How often have you been on the receiving end of a kind gesture that could not be farther from what you needed? How often have you gone out of your way to do something nice just to have it fall flat? When we have deep connections with people, our compassion is on steroids. Through a combination of vulnerability, appreciation and generosity, we can learn what can really help each other.

When I found out I was pregnant with twins, it came as quite a shock. Being identical twins, there is no familial history and I was 20 weeks pregnant before we knew. I had a 2 year old already and at the ultrasound, the poor young technician tried to console me as I wept. Everything about my future had changed. My fledging consulting business was not going to survive this. My carefully crafted birth plan had been replaced with surgery and NICU. And my body was going to be put through 4 months of insane diets and bedrest. Plus we had to buy a minivan, asap.
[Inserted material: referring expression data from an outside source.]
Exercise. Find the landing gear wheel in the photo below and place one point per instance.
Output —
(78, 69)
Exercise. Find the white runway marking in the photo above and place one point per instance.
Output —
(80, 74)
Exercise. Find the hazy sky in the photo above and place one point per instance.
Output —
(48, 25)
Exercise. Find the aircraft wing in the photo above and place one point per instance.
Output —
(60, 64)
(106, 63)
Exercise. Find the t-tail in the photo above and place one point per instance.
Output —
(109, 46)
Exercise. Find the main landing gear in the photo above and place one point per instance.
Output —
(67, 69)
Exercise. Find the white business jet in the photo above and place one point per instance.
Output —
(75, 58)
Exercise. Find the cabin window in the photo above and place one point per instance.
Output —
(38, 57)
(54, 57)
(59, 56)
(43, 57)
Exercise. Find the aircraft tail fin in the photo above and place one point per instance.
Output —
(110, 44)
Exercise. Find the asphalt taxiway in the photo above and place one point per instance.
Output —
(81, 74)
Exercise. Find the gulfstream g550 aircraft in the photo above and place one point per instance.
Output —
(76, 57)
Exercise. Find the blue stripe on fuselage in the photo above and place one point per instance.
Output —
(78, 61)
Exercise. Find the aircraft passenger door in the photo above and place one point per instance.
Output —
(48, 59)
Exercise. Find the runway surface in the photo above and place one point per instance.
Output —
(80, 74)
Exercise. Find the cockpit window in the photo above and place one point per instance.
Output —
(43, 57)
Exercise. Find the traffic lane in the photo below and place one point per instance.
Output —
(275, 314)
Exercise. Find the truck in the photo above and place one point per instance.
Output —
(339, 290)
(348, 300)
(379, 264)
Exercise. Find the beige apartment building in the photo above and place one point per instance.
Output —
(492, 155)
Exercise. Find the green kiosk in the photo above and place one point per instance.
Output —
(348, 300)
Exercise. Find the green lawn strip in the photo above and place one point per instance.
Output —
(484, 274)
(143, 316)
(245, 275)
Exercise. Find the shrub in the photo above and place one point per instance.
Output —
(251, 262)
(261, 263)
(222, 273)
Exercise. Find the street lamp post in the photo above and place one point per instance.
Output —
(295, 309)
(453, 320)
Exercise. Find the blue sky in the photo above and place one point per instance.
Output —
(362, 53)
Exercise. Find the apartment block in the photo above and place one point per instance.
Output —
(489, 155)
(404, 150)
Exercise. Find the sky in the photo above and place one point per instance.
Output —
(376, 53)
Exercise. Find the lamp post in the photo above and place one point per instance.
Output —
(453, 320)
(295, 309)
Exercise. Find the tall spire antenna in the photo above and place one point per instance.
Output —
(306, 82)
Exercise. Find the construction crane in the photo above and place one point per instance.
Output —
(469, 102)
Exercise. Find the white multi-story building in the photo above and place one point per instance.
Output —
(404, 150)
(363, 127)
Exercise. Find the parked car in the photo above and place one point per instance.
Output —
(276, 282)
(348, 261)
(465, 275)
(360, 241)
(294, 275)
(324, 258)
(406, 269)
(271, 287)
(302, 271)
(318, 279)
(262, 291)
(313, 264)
There were a lot of congratulations and well-wishes, which I appreciated. But the compassion that touched my heart was from the people closest to me who had really thought through what this was going to mean. They let me cry and complain. They cooked food with a very specific nutritional profile (aka meat, meat and more meat). They watched Magnolia as I went to 3 hour ultrasounds.

That compassion was real, and specific, and a beautiful expression of our community. It has sustained me even as those twins went through infancy, toddlerhood, and now a very challenging stage of childhood (You know Fred and George Weasley? Yeah, that’s not a fantasy around our house.)

Compassion is where the rubber meets the road. It’s where all the things we’ve been working on get to become reality. And it’s where the beauty of community comes into its fullness.

When has someone else’s compassionate act really helped you? When hasn’t it?